Weg-Wort vom 27. Mai 2010
Grenzerfahrungen
Kennen Sie dieses Sätzchen, das entweder als tiefe Selbsterkenntnis oder als
guter Ratschlag geäussert wird: Ich muss lernen dich abzugrenzen oder eben
Du musst halt lernen, dich abzugrenzen. Alles toll, aber dass bei all
der gut gemeinten Abgrenzerei doch nicht alles koscher ist, beweist mein
Verschreiber oben, oder der Spruch, den ich immer mithöre, wenn von
Sich-Abgrenzen die Rede ist: Den Letzten beissen die Hunde. Irgendjemand
bezahlt die Rechnung, ich bin es sicher nicht, ich hab mich ja abgegrenzt,
geschützt. Dazu kommt die Erfahrung, dass solche, die sich so gut zu
schützen und abzugrenzen wissen, sich kaum um die Grenzen anderer kümmern.

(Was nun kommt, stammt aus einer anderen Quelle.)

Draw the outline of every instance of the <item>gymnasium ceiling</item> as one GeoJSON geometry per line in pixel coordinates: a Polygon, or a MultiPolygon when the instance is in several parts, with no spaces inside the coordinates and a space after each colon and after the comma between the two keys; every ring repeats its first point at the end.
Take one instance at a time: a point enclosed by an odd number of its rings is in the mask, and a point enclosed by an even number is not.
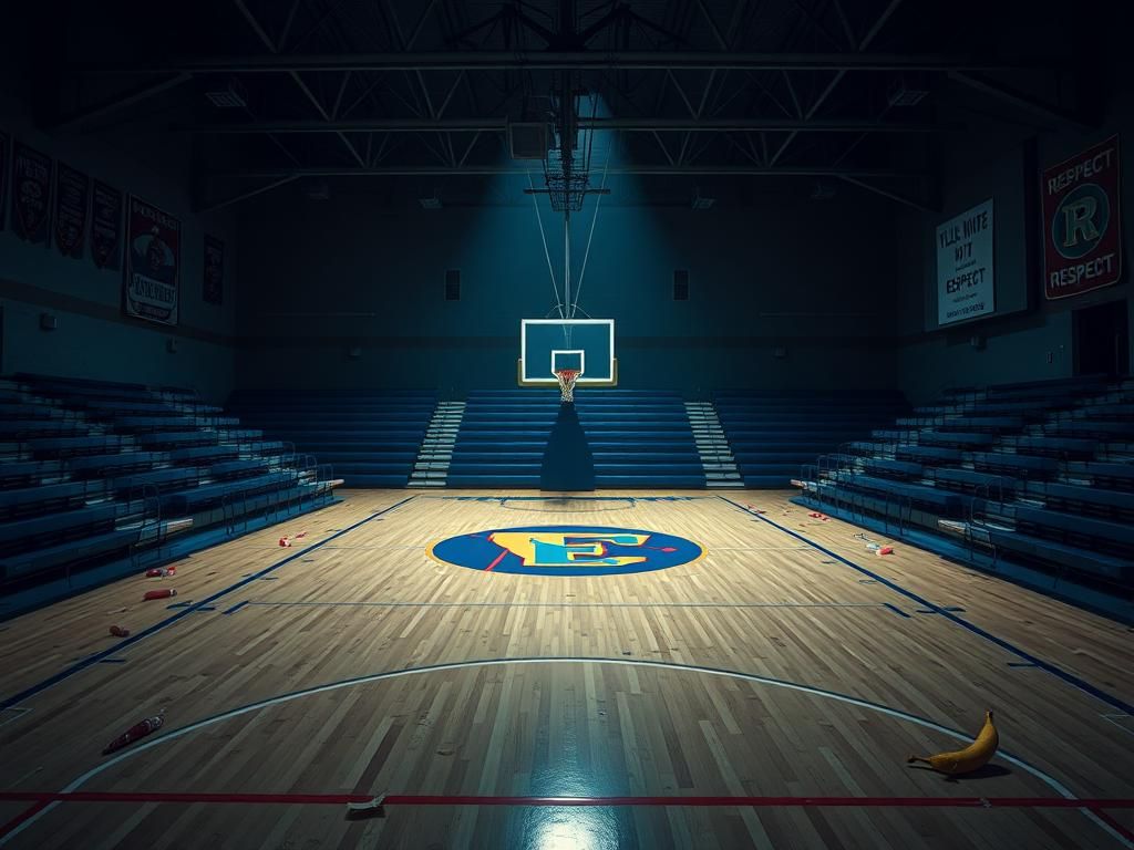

Da gibt es Menschen, die wissen sich und ihren eigenen Arbeitsbereich sehr
gut zu schützen: Wehe, es trampt einer rein. So heilig ihnen der eigene Raum
ist, so hemmungslos spielen sie auf fremden Plätzen. Man ist ja grosszügig
und Gärtchendenken ist einem fremd.
Grenzen sind nicht so schlecht, sie halten einen zusammen, Grenzerfahrungen
sind wichtig. So, wie die KonfirmandInnen in unserm Lager auf einen ca 10m
hohen Masten, zuoberst auf die Plattform (50x50cm) geklettert und dann von
dort zu einem wenige Meter entfernten hängenden Trapez gesprungen sind. Alle
haben es geschafft ausser einem, und der machte die Erfahrung, dass er, als
er vom Podest aus sprang und das Trapez verfehlte, nicht zu Boden stürzte,
sondern in die Sicherung. Er wurde gehalten.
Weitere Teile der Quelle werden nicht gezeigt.